NASA may push back plans to launch its next shuttle mission until March 2006, allowing engineers more time to solve an ongoing foam shedding problem with orbiter external tanks.

A September launch attempt of the space shuttle Atlantis and its STS-121 mission - NASA's second orbiter to fly since the Columbia disaster - is all but out, with space agency officials stating last week that chances were slim they would make the four-day window that opens on Sept. 22.

Shuttle managers are discussing whether to push past a brief, four-day launch window in November, and even switch shuttles - launching Discovery instead of Atlantis - for the next orbiter flight, NASA officials said.

"There have indeed been discussions about that," NASA spokesman Allard Beutel told, adding that an update on NASA's shuttle program status is set for 12:00 p.m. EDT (1600 GMT) today.

Shuttle officials have pledged not to launch the next shuttle mission until the foam issue is solved.

A large piece of foam insulation weighing nearly one pound pulled free from the external tank fueling the space shuttle Discovery about two minutes into its July 26 launch. The foam missed the orbiter, but was the largest of several pieces of foam debris that exceeded safety restrictions put in place after the Columbia accident.
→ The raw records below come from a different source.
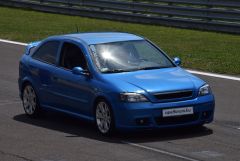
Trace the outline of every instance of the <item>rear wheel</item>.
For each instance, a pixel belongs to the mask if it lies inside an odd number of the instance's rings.
[[[95,108],[95,124],[97,130],[105,136],[114,131],[114,119],[110,105],[105,100],[100,100]]]
[[[23,109],[30,117],[36,117],[40,114],[40,107],[36,92],[30,84],[25,85],[23,89]]]

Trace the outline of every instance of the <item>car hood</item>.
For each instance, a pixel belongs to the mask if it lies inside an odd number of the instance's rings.
[[[197,89],[205,82],[180,67],[104,74],[111,83],[126,92],[165,92]],[[137,87],[137,88],[136,88]]]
Columbia broke apart during reentry on Feb. 1, 2003, when damage caused at launch by the impact of a 1.67-pound piece of tank foam debris allowed hot atmospheric gases to enter the resulting hole and rip apart the shuttle. Its seven-astronaut crew did not survive.

Preparations are underway to send an external tank from NASA's Kennedy Space Center spaceport in Cape Canaveral, Florida back to Michoud Assembly Facility in New Orleans, Louisiana - where the tanks are built - so engineers can begin troubleshooting efforts.

Beutel said that shuttle managers were still discussing whether to pry Atlantis from its external tank to allow the fuel container to be shipped back to Michoud, or whether a separate tank at KSC will be sent back.